Phenytoin Induced Changes in Glucose and Lipid Metabolism is Related to Increased Urate Synthesis

Aim: The study was to investigate the relationship of phenytoin-associated hyperuricaemia with the hyperglycaemia and dyslipidaemia caused by phenytoin administration.

Methods: Forty-two albino Wistar rats were randomly divided into six (6) groups of 7 rats each. Group 1 animals served as the control (receiving normal saline 0.50 ml). Groups 2,3,4,5 and 6 received phenytoin, phenytoin + vitamin C, phenytoin + vitamin E, phenytoin +vitamin E +vitamin C and phenytoin + allopurinol respectively. The drugs were administered once daily for four weeks by oral intubation as follows: Phenytoin: 5 mg/kg body weight of rat, vitamin C: 1.4 mg/kg body weight of rat, Vitamin E: 10 IU/kg body weight of rat and allopurinol 5mg/kg body weight of rats. Appropriate immunoassay or spectrophotometric methods were used for analysis of fasting plasma glucose, insulin, cholesterol, triglyceride and catalase activities.

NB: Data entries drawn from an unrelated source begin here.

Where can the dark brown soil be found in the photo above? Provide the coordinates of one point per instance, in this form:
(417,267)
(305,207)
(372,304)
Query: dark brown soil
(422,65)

Results: Showed a significant elevation of serum uric acid following phenytoin administration (p= 0.000) that were not reversed by co-administration of antioxidant vitamins but were reduced by allopurinol administration. Serum catalase activities which were significantly depressed by phenytoin treatment were reversed by antioxidant Vitamins C, E or allopurinol. The concentration of fasting plasma glucose, insulin resistance index, total cholesterol and triglyceride were significantly increase [(59.5%: p=0.001), (87.9%: p=0.005), (35.7%: p=0.000), (34.5% p=0.027)] respectively by phenytoin administration compared to control. However, the values of these parameters were not significantly lowered by antioxidant Vitamins, but significant reduction (p=0.017) to values similar to those of normal control group were observed in the group receiving both phenytoin and allopurinol. Fasting plasma insulin levels were not significantly (16.8%: p=0.137) affected by these drug treatments. Pearson bivariate correlation analysis of data of the experimental groups and control showed significant positive correlation between uric acid and fasting plasma glucose (r=0.598, P=0.000), fasting plasma insulin (r=0.394, P=0.010), insulin resistance index (HOMAIR: r=0.551, P=0.000), total cholesterol (r=0.677, P=0.000) and triglyceride (r=0.490, P.0.001).

Conclusion: We conclude that the metabolic toxicities of phenytoin associated with impaired glucose metabolism, insulin resistance and dyslipidaemia, are related to phenytoin induced hyperuricaemia.